そしてもう一つは、Dust In The Wind で“スペシャル・ゲスト”の参加があったことだ。いや、Kerry Livgren ではない。Point Of Know Return が終わったところで、珍しく Billy Greer が MC を取り、そのゲストを紹介する。大の KANSAS ファンで、基地内のブルースバンドでギターを担当している Sgt. Darren Wheeler だ。世界中の KANSAS ファンが羨むであろうこの幸運な sergeant(軍曹?)の正確なアルペジオにより、Dust In The Wind はスタートした。彼にはまったく緊張している様子などない。沈着冷静。軍人としてきっと出世するに違いない。演奏が終わり、Billy Greer と握手して彼はステージを降りた。あーっっっ、羨ましい!!!(って俺ギター弾けねーじゃん)

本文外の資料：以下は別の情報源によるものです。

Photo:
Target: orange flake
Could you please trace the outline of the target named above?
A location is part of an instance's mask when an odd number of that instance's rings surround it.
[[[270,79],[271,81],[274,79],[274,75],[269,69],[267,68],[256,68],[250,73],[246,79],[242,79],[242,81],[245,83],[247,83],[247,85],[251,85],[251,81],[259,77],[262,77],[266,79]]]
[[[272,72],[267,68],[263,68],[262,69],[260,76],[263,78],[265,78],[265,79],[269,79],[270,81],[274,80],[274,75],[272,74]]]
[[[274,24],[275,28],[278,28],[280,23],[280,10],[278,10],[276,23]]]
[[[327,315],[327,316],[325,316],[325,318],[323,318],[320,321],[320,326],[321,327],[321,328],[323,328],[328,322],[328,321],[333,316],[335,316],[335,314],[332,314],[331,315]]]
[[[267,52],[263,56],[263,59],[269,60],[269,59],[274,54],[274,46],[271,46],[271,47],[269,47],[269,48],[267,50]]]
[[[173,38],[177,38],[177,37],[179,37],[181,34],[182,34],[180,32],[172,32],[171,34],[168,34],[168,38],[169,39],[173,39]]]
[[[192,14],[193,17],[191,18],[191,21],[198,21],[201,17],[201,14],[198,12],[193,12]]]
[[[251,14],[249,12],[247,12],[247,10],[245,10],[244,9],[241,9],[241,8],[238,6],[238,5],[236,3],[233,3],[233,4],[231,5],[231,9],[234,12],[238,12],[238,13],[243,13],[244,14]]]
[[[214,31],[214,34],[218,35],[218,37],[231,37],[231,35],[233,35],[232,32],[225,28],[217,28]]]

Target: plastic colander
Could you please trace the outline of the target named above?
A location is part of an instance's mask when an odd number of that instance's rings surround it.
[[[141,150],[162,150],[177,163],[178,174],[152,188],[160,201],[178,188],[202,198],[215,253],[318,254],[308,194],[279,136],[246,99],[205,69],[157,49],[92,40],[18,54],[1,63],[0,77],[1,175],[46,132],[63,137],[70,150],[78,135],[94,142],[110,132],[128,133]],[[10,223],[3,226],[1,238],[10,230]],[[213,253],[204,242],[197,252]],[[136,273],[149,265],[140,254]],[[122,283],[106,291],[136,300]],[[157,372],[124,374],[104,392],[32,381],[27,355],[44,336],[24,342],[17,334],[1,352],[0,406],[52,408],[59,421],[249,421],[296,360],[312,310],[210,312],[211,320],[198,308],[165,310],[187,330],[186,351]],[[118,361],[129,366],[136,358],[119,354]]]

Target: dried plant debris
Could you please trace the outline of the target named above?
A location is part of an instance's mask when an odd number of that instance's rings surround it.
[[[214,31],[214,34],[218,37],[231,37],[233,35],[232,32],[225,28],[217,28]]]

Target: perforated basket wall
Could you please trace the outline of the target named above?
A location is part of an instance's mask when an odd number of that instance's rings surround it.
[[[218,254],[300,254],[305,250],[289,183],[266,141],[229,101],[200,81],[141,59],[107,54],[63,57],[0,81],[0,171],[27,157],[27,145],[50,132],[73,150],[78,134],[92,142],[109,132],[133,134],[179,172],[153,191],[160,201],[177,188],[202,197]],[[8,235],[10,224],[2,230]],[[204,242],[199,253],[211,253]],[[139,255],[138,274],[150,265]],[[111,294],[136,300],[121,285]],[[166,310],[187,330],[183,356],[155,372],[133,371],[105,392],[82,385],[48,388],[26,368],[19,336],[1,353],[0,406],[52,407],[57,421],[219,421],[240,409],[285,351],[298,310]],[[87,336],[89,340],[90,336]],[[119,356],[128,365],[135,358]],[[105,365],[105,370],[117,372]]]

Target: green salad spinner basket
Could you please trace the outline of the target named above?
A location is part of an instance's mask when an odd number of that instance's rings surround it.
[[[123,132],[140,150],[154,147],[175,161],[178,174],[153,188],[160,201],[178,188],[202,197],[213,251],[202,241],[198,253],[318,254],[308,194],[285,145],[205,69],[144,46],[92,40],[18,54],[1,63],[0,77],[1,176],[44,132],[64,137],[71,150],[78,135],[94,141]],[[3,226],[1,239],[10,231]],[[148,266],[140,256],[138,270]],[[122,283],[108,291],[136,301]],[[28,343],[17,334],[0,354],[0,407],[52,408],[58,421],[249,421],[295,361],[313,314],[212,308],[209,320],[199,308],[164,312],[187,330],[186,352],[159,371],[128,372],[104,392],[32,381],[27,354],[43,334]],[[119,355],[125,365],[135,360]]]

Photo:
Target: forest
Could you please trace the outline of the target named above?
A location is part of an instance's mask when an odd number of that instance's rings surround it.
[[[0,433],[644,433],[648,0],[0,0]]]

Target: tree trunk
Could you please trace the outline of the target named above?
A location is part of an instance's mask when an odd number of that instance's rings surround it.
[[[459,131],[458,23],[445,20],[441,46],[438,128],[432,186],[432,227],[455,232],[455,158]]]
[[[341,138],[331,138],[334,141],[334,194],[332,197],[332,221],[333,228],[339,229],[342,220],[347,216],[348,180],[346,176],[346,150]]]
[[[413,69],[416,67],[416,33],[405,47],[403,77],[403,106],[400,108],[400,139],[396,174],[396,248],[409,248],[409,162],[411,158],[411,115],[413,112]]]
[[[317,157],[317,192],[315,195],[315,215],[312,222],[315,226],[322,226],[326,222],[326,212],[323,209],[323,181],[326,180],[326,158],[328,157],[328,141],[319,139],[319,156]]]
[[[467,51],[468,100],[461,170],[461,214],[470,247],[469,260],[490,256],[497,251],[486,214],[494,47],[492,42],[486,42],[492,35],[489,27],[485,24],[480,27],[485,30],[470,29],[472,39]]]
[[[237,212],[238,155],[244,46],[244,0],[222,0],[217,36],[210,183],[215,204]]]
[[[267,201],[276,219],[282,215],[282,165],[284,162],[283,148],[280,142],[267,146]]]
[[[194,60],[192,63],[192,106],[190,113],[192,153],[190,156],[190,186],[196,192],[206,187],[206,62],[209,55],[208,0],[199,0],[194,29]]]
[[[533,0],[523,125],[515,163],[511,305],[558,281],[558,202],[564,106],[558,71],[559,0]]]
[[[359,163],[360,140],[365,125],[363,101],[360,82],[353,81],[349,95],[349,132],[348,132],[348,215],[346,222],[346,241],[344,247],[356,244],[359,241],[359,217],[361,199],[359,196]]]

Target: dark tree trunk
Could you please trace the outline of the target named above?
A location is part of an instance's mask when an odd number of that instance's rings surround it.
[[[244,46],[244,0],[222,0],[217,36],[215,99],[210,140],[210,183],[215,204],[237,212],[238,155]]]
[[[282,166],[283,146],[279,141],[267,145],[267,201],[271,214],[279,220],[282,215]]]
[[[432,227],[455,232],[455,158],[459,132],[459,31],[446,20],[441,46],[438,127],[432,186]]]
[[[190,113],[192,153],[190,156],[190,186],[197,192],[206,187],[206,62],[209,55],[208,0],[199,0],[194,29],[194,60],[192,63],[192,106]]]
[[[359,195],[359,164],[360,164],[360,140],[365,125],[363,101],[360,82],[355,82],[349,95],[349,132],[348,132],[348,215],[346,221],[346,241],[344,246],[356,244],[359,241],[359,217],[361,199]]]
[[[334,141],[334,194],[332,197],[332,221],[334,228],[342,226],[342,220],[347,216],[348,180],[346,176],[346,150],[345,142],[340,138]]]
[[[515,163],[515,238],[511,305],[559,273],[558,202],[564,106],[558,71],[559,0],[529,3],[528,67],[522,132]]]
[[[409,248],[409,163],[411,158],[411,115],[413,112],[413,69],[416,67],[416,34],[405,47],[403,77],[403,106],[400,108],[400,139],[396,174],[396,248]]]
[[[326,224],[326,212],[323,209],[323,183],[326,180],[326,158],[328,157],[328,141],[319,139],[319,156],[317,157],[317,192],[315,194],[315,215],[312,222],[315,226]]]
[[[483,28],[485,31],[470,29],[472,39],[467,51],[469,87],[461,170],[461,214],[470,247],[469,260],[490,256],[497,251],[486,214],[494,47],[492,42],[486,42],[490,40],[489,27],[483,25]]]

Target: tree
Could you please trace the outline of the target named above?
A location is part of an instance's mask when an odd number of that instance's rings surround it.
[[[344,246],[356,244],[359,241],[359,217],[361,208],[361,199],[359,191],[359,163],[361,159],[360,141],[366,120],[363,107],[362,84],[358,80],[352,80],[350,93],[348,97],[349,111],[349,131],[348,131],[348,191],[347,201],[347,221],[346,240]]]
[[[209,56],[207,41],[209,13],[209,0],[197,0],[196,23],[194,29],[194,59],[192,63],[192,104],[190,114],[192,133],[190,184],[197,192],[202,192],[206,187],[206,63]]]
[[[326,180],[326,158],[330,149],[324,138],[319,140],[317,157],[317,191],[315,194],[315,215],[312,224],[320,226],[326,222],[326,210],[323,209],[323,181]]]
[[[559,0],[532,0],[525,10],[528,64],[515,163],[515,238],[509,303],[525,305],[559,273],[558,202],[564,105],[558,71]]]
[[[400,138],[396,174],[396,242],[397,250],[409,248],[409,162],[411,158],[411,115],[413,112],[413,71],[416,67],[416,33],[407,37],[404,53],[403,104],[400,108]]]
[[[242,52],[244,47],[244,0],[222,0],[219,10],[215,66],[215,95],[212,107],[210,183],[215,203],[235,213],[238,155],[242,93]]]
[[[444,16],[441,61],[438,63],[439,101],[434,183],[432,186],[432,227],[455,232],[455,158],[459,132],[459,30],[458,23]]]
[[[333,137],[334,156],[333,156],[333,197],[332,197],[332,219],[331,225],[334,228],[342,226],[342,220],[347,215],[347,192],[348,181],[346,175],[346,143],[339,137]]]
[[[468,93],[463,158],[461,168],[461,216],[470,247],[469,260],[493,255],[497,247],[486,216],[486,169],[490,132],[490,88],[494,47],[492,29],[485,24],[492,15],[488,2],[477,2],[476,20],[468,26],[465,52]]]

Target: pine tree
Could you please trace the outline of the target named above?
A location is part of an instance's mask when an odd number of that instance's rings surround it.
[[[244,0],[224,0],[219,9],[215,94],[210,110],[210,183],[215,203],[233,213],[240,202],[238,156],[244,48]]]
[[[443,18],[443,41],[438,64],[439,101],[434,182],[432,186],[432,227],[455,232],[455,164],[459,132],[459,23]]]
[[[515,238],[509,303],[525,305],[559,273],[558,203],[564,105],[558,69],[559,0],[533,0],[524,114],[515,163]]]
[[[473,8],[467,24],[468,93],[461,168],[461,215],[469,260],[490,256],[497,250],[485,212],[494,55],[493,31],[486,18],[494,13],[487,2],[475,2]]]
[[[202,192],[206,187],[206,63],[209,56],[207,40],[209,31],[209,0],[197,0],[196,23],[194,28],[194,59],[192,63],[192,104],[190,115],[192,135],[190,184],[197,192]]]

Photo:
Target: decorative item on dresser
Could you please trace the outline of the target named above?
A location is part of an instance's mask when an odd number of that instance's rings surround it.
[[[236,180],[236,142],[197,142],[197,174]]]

そして最後は誰もが知っている Carry On Wayward Son だ。この曲でいつも思うことがある。いつもコンサートのハイライトで演奏されるこの曲で、歌でも演奏でも Robby の出番が極端に少ないのだが、果たして退屈ではないのだろうかと。しかし、そんな考えは彼の溌剌とした、ステージ上を縦横無尽に動き回るアクションを見ていると微塵もなく吹っ飛んでしまう。今日も彼のダンスとも“徘徊”とも取れるアクションに目が釘付けになってしまった。かつて Robby がバンドを離れていた時期、必然的に Steve がフロントマンを務め、彼の若々しくエネルギッシュな動きも印象的だったが(とは言え二人とも同じ年齢だが)、一見「ロックンローラー」というイメージとは異なる Robby のダイナミックで貫禄を感じさせる動きにも KANSAS の音楽そのものにも通じるオリジナリティーを感じる。
最後はおなじみの振り向きざまに観客席を指差す Robby のアクション! 1999年そして旧千年紀を締めくくる KANSAS のコンサートは終わった。午後10時30分。そしてKANSAS が会場を後にしたのは午後11時をやや回った頃だ。
ふと2000年問題が気になり始める。彼らは無事ホテルにたどり着けるだろうか? そして午前0時! 思わず外を見回す。電気は消えていない。自動車の流れも順調だ。何事もなく新千年紀の幕開けだ!!
今年 KANSAS は5月頃にニューアルバムのリリースを予定しており、そのためのレコーディングを1月下旬に開始するそうだ。今年も KANSAS そして皆にとって良い一年となりますように!!!
Thank you, KANSAS, for the unforgettable New Millennium's Eve!! KANSAS RULES!!